SFSonic: What about the state of music today? Are you into any of the new stuff?
Eugene: I’ve tried not to be a prick about it because I don’t want to be that old guy saying “Oh you kids today…,” but my critique goes beyond criticism. Like Taylor Swift. I couldn’t name one Taylor Swift song. Not a single one, and she has sold Michael Jackson numbers.
And everyone says the same thing to me … ”well you would know it if you heard it”. What do you mean I’d know it if I heard it? I can hear a Michael Jackson tune and that I would know if I heard, but what is the difference between her and Dua Lipo or Bebe Rexha?
SFSonic: What about politics? Do you pay attention? Do you like to talk politics?
Eugene: Well I don’t shy away from those things. There are guys here who train who are Trump guys, and I’ll argue with them for fun just to get their goat. I’m a New Yorker. I’ve dealt with Trump for way longer than you guys and he’s been a piece of shit the whole time. None of what he has done has been surprising to me.

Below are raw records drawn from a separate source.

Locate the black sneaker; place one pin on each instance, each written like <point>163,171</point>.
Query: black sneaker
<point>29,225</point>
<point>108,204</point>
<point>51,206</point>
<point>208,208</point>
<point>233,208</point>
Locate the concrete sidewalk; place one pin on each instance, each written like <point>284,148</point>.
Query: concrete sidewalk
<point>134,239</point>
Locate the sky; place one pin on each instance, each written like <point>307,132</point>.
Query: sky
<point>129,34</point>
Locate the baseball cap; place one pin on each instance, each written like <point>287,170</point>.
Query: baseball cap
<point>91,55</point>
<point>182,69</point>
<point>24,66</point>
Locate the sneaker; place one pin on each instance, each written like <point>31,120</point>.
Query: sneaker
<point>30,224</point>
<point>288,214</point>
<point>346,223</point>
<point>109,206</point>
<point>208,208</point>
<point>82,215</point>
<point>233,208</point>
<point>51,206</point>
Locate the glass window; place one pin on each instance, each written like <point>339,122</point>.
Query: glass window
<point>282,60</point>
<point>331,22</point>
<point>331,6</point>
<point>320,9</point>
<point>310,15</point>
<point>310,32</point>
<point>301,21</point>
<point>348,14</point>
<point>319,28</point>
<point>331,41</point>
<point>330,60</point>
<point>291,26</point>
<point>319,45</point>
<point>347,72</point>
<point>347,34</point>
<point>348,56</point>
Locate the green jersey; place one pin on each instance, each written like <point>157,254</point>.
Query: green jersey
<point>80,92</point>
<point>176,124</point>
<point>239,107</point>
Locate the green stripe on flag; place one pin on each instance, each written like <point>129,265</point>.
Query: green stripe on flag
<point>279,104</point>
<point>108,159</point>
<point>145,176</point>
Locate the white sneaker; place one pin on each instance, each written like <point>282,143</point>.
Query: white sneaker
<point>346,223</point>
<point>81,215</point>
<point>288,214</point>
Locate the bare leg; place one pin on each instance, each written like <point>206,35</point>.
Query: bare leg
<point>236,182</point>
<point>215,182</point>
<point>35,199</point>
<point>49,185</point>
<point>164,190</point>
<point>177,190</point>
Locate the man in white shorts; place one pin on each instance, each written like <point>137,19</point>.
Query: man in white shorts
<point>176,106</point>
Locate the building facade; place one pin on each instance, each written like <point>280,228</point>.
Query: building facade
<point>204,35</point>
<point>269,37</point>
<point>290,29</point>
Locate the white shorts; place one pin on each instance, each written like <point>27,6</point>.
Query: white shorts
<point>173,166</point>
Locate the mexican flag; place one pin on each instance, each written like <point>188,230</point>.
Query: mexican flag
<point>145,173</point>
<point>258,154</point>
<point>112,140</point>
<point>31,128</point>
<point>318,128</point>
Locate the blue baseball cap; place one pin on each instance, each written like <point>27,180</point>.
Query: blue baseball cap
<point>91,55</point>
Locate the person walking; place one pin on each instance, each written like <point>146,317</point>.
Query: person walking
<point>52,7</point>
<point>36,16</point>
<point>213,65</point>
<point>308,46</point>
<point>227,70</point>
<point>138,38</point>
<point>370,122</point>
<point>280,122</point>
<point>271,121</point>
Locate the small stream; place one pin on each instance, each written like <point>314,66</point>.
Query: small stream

What has been surprising to me and there is a small point of pride … I never thought New York would go national. The vibe puts off every other state … they don’t understand. And Trump is one of the most New York New Yorkers “… Oh those guys didn’t do it? Fuck it, give them the death penalty anyway”.
He’s been stupid forever, and the fact that the rest of America bought it is the result of TV making him palatable with his fucking TV show. So now he can win an election. Why? Because these are people who shouldn’t be able to vote that we have to share the freeway with, and I’ve tapped out.
That’s one of the reasons I’m leaving. I’ll leave you to it. You guys do whatever … you can destroy yourselves, and when it blows up I’ll be back to say I told you so.
SFSonic: Where are you going?
Eugene: Spain. I’m going to move to my house by the beach and try to enjoy the last years of my life doing the things I like to do and not arguing with dumb asses.
So ends a small glimpse into the mind of Eugene S. Robinson.
Biting? Perhaps. Acerbic? Maybe. Honest? Absolutely and refreshingly. Spain’s gain will be the bay area’s loss, but we can still follow him through his writing (check out A Walk Across Dirty Water and Straight Into Murderer’s Row) and online.
But before any of that, make sure to see him in sound and motion with his Oxbow mates at the Great American Music Hall November 9th. Though take my advice. Best to not interrupt him during the set.